BAGI seorang Muslim, ilmu dan hidayah (takwa) adalah dua hal yang tak boleh pisah dengan kehidupannya.
Sederhananya, jika orang itu merasa sedang susah belajar atau beramal shaleh maka tak perlu jauh menakar diri. Sebab boleh jadi ada pelanggaran atau keburukan yang dikerjakan sebagai penghalang yang sedang dicari dan dijalani.
Ibarat dua kutub yang saling berlawanan, ilmu adalah cahaya yang bersinar sedang dosa sebagai noda hitam penyekat. Amal ibadah ialah bukti ketawadhuan seorang hamba sedang kemaksiatan tak lain sebagai puncak kesombongan manusia.

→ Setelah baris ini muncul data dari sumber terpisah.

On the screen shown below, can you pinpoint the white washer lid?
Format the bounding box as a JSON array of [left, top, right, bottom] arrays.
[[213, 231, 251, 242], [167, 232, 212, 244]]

Dua hal di atas tak bisa bergandeng apalagi menyatu sesamanya. Ketika orang itu melakukan dosa niscaya timbul setitik noda dalam hati manusia. Jika titik tersebut terus bertambah dan membesar, maka noda hitam bisa menjadi penghalang dari masuknya pancaran cahaya tersebut. Sebaliknya, cahaya kebaikan yang ditampakkan terus menerus mampu mengikis noda-noda hitam yang ada.
Sebab perbuatan panca indera adalah cermin dari kondisi hati dalam jiwa manusia. Termasuk dosa dalam berinteraksi dengan ilmu adalah ketika apa yang telah diketahui justru hanya sebatas kumpulan pengetahuan saja tanpa amalan.
Ibarat kata pepatah, ilmu tanpa amal bagaikan sebatang pohon tanpa buah. Adalah Umar bin Abdul Aziz pernah berkata: “Sesungguhnya kekurangan ilmu yang terjadi pada seseorang tak lain karena ia tidak mengamalkan apa yang ia ketahui. Andai seorang Muslim melaksanakan sebagian saja ilmu yang ia miliki, niscaya Allah mencurahkan lautan ilmu-Nya hingga tubuh ini tak kuasa lagi menanggungnya.”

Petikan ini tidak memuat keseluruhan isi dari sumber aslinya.